Milli Eğitim Bakanlığı yetkilileri, bu çalışmanın tamamlanması için sınava bağımlılıktan kurtulunması gerektiğine vurgu yaptı. 4+4+4 sistemine dikkat çeken bakanlık yetkilileri, bu sistemin hayata geçmesi ile birçok öğrencinin mesleğe yöneleceğini ve üniversite kapılarındaki yığılmanın azalacağını savunuyor. Eğitim sisteminin seçmeli derslerle donatılması durumunda, öğrencilerin dershaneye gitme oranlarının düşeceğini savunan bakanlık yetkilileri, dershanelerin kalkması için yeni sistemde yetişecek öğrenciler nedeniyle bu durumun 8-10 yılı alabileceğini ifade ediyor. MEB yetkilileri, okullara konulacak ek etüt dersleri ile dershanelerin kademeli olarak da azaltılabileceği görüşünde.
Sınavlar kalkmaz
YÖK yetkilileri ise, sınavların tüm dünyada olduğunu, sınav sisteminin kalması için “arz talep” dengesinin düzene girmesi gerektiğine dikkat çekiyor. Üniversitelerin 2011 yılı kontenjanları 710 bin olarak gerçekleşirken, sınava 1.7 milyon öğrenci girdi. Yani 1 milyon kişinin üniversite hayali gerçekleşmedi. YÖK yetkilileri, sınavların içerik ve modellerinin değişebileceğini, ancak üniversiteye girişte sınavların kalkmasının söz konusu olmayacağı görüşünde.

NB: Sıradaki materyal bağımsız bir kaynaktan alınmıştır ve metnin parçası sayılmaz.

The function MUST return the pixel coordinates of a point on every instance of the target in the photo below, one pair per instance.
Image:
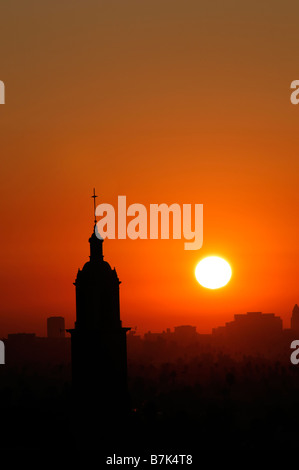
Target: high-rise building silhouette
(295, 319)
(99, 348)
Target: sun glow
(213, 272)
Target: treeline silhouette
(187, 394)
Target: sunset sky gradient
(161, 101)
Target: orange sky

Liseler eşit düzeye gelirse
Bahçeşehir Üniversitesi Rektör Danışmanı ve sınav uzmanı Turgay Polat, sınavın ve dershanelerin kalkacağı yönündeki açıklamaları şu sözlerle değerlendirdi:
“Dershaneler sonuçtur. Neden açıldıklarına bakmak lazım. Eğitim kalitesi artarsa, istihdamda düzeltme olursa, dershane kalkabilir. Eğitim verimliliği kötü. Liselerde eğitim şartları eşit değil. Eşitlenmeyen çocukları eşit sınavlara sokarsanız, eşitsizliği de dershaneler kapatır. Başbakan ‘dershaneleri kapatacağız’ açıklamasından ziyade ‘okul farklılıklarını halledeceğiz, çözeceğiz’ deseydi, onun bir sonucu zaten dershaneler kapatılırdı. Ama tüm liseleri eşit düzeye getirmek de şu anda zor. Yapılırsa zaten sınava da, dershaneye de gerek kalmaz. Dershaneler sonuçtur dedim bu sonucu yaratan faktörleri de yasayla kapatamazsın. 12 Eylül yönetimi de yasa çıkardı dershaneleri kapatma yasası çıktı dershanelere ilgi daha sonra arttı çünkü eğitim sistemi bozuldu. Okullar verimsiz. Dershaneler kapatılacak denilince, akla diğer bir soru daha geliyor, özel ders sektörü ve yayıncılık ne olacak? Dershaneler kapatılacaksa bunlar da kapatılabilmeli. Bu sektör dershanelerin 3 katıdır. Herkes tıp, mühendislik istiyorsa, bir seçme kriteri tüm dünyada olacaktır. Seçme kriteri, sınav ya da sistematik yönlendirme olacaktır. Sınav olmak zorunda. Boğaziçi’ne, ODTÜ’ye, İTÜ’ye siz nasıl öğrenci alacaksınız? Tüm dünyada sınav var, sınavsız giriş olan ülke olmadı şu ana kadar. Ama inşallah biz başarırız, bir yol buluruz.”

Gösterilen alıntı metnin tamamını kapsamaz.